Тиффани стала моим проводником в «Змеев» Саутсайда. Без нее я бы никогда не справился.
В школе у нас опаснее, чем на ночных улицах города. Первое время мне пришлось нелегко. Было очень тяжело приспосабливаться к этим людям. Каждый ученик представлял собой личность, готовую тебя разорвать на куски за любую малейшую оплошность. Они как звери — мстительные, жадные, дикие.
Это вам не Ривердэйл. Там не задают вопросов. Ты не такой как они? Значит ты должен понести жестокое наказание. Я был аутсайдером, чувствовал себя выше них, но со временем, проживая там день за днем, ты начинаешь понимать, что это ты на их территории. И играть ты должен по их же правилам. По-другому никак. По-другому тебя снесут. Хочешь стать лидером? Тогда перестань думать о своем благополучии. Проникни в саму суть жизни Саутсайда, живи той жизнью, которой живут остальные, веди тот же образ жизни, стань ими. И ты не заметишь, как тебя станут уважать. Огромный труд — приспосабливание. Ты должен перенять многое, прежде чем станешь тем, за кем будут готовы следовать. Ты должен суметь не потерять свою волю, ты должен понимать, что не выживешь в одиночку, что без команды ты — ничто. Ты должен дать свободу своему разуму, ты должен стать человеком, который умеет отвечать за свои поступки и понимает, чего хочет от этой жизни. Пустого времяпрепровождения или яростного достижения цели?
Ты должен быть все время настороже, потому что всегда есть те, кто захотят занять твое место.

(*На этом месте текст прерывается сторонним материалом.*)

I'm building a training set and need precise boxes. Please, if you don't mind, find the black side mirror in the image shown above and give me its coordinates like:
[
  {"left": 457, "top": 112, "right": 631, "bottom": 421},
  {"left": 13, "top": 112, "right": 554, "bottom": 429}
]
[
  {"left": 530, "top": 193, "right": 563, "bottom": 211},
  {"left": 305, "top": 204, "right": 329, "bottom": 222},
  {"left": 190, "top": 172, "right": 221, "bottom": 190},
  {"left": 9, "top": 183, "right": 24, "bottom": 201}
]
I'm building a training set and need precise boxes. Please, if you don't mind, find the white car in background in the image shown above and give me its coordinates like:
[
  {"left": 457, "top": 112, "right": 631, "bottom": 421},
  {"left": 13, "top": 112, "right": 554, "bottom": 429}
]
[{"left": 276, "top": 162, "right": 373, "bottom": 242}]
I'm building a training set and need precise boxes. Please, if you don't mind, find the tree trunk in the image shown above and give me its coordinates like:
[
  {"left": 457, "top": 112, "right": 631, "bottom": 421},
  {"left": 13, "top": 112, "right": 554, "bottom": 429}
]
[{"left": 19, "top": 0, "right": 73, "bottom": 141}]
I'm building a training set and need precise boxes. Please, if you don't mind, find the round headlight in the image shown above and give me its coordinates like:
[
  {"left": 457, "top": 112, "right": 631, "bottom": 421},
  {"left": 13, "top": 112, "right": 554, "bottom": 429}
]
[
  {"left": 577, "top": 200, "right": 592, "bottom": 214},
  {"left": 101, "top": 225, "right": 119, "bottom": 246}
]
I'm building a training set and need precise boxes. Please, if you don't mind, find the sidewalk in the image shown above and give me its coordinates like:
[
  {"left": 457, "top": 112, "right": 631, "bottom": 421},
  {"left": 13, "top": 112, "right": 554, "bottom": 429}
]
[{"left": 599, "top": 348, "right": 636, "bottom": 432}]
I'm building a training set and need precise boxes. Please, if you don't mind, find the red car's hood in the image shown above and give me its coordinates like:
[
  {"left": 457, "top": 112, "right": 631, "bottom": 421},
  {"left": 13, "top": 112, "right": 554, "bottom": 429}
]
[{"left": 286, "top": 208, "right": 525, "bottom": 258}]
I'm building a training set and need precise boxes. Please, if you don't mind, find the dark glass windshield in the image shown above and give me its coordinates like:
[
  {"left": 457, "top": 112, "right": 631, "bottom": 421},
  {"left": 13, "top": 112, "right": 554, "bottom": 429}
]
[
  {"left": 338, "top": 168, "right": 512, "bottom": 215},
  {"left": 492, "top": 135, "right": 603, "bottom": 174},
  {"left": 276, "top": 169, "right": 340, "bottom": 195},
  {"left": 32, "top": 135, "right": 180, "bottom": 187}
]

Всем похрен на твои проблемы, на твою семью, на твои чувства. Ты должен не терять веру в себя, ты должен вылезать из кожи вон, чтобы не превратиться в ничтожество. Не могу сказать, что факт того, что мой отец был главой «Южных Змеев» упростил мне жизнь. Напротив. Мне было от этого очень тяжко, потому что люди ненавидят тех, кто не прикладывает усилий для того, чтобы чего-то добиться в этой гребаной жизни. Им плевать на твою жизнь, понимаешь? В их глазах ты всего-навсего высокомерный болван, надеющийся на связи с папашей.